3. Talent development. Finding salespeople who are business savvy, can think strategically, are able to navigate the cultural intricacies of a global marketplace – and who can top all that off with a solid background in chemical engineering or science – is no small task. That’s why retaining his team and helping each team member meet the changing needs of Ticona’s customers are top priorities for Boss. He accomplishes these goals by using a strength-based management philosophy: Rather than focus on where people need to shore up weaknesses, he invests in developing their strengths and matching those strengths to the sales role.
For instance, when Ticona recently split its sales force into two tiers – large, strategic accounts and key accounts, each of which required different skill sets and strengths – it “became obvious that some people were in the wrong place,” recalls Boss. Rather than simply replace those people, Boss moved them to positions that better matched their strengths. By doing so, the team has “thrived,” says Boss, “and we’re seeing the results in our pipeline.”

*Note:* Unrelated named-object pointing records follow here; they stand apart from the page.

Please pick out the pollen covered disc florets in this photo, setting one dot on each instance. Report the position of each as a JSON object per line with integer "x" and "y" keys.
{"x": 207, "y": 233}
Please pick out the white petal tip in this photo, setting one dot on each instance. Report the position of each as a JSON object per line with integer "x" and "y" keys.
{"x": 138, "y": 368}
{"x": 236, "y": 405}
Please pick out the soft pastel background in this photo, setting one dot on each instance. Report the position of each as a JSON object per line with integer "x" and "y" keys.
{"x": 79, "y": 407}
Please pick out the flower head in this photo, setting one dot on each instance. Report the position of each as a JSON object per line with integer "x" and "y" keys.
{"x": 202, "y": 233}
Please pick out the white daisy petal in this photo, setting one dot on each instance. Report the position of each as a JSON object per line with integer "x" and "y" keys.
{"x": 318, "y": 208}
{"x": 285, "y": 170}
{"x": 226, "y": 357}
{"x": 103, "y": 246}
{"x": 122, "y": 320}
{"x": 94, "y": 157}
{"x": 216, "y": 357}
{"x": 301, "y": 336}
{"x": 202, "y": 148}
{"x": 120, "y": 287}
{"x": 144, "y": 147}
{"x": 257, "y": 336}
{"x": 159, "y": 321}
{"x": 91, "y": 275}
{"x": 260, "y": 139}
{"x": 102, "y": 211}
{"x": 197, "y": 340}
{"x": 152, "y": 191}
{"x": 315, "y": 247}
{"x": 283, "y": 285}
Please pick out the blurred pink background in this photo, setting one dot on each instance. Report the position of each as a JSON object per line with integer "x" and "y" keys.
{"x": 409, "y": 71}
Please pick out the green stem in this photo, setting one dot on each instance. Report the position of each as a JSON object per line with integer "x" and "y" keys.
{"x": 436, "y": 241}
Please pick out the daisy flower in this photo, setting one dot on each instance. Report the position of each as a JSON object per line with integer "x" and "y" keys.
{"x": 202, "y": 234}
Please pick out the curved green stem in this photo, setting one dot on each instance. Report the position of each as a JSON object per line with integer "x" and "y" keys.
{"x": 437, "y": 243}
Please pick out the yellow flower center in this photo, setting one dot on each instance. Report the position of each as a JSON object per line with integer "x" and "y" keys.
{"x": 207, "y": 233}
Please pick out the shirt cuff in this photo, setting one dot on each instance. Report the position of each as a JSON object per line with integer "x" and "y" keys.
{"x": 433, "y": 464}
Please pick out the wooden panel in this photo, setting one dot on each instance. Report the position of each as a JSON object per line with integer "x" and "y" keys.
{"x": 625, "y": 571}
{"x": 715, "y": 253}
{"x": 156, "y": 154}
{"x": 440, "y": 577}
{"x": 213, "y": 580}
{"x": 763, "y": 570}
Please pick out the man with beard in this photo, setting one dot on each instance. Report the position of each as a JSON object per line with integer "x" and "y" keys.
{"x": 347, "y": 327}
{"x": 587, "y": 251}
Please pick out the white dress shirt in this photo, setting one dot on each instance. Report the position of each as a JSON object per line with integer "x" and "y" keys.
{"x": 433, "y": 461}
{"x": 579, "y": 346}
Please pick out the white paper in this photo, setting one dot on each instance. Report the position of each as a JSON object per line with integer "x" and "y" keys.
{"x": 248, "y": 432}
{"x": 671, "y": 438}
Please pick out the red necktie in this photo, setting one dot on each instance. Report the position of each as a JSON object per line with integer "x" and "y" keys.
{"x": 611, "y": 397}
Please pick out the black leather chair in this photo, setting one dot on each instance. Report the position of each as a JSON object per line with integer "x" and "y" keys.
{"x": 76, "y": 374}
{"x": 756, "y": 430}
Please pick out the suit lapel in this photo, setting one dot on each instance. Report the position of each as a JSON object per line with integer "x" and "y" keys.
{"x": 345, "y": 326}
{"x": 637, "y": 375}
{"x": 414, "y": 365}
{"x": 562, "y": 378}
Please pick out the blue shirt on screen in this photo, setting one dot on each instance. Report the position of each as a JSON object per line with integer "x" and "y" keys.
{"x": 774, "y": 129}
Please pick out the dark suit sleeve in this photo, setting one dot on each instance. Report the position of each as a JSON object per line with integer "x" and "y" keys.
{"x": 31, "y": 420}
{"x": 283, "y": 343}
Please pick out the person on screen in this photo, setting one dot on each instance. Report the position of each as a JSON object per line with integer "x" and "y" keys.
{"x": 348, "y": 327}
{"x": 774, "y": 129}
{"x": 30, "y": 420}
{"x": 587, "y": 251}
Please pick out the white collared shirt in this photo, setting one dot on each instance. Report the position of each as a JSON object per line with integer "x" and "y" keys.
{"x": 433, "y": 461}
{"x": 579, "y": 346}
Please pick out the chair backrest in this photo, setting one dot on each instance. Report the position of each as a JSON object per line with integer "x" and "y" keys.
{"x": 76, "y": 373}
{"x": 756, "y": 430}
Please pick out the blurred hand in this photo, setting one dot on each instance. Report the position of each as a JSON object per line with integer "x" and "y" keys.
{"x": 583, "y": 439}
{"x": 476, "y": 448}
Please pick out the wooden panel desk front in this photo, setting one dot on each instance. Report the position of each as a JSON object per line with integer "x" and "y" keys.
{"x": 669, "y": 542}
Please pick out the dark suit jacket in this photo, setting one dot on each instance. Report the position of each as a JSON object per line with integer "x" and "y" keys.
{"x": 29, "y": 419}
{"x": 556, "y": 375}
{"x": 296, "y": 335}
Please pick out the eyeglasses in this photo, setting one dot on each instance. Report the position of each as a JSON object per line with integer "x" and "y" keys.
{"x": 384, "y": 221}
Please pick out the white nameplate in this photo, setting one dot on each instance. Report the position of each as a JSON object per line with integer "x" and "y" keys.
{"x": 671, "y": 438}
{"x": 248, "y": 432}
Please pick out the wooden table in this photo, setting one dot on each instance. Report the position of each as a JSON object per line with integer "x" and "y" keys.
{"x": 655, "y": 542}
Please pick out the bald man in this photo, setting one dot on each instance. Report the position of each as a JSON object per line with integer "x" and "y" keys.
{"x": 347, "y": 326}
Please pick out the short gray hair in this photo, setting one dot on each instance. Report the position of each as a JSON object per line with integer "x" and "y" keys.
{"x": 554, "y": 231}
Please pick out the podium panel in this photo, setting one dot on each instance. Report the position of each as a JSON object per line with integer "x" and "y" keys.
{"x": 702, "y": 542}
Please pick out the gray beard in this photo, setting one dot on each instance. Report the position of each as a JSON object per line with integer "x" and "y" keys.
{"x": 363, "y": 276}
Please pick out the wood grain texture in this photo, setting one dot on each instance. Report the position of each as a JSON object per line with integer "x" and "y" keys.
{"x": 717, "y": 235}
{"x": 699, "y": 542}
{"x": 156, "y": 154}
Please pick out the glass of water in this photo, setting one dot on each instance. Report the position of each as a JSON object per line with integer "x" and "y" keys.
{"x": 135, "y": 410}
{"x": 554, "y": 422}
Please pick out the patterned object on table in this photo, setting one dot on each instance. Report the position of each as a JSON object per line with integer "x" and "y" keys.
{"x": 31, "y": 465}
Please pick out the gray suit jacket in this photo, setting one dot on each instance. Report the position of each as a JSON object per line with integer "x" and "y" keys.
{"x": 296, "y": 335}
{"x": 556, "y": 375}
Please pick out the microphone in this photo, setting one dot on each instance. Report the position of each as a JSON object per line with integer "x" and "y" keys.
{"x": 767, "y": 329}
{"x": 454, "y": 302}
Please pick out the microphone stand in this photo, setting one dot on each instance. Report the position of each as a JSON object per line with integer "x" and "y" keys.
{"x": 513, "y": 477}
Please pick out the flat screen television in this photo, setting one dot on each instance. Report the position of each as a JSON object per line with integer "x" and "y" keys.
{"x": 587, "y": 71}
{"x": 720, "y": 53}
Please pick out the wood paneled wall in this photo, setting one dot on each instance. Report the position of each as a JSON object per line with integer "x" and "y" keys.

Boss expects these trends to continue accelerating. Relationships, he says, will consequently take on greater importance, keeping sales teams grounded as the pace of business shifts into warp speed. Already, Ticona account managers who once relied on close connections at a single site are finding they must build relationships with their contacts’ extended networks throughout the world.
“No matter what you know about one technology or another, I continually stress to my team that you need to be relatable,” says Boss. “I invest a lot of my time – and I encourage my team to do the same – in learning how to better interact with people. You need to be a great listener and have great people skills, whether you’re talking to someone on the shop floor or the top floor.”
Chemical Breakdown: Ticona at a Glance
Ticona, the engineering polymers business of Celanese Corporation, produces and markets a broad range of high-performance products. With offices in Florence, KY; Kelsterbach, Germany; and Shanghai, its products serve designers and engineers in key markets such as automotive, aircraft, communications technology, medical, and more. Ticona posted $808 million in sales in fiscal 2009 and employs more than 1,450 people throughout the world, including roughly 150 in global sales. Fred Boss’s team, responsible for sales in the Americas, includes 50 of those account managers.
Boss, a chemical-engineering major in college, has spent his 23-year career in engineering plastics, primarily in sales. He joined Ticona in 2007.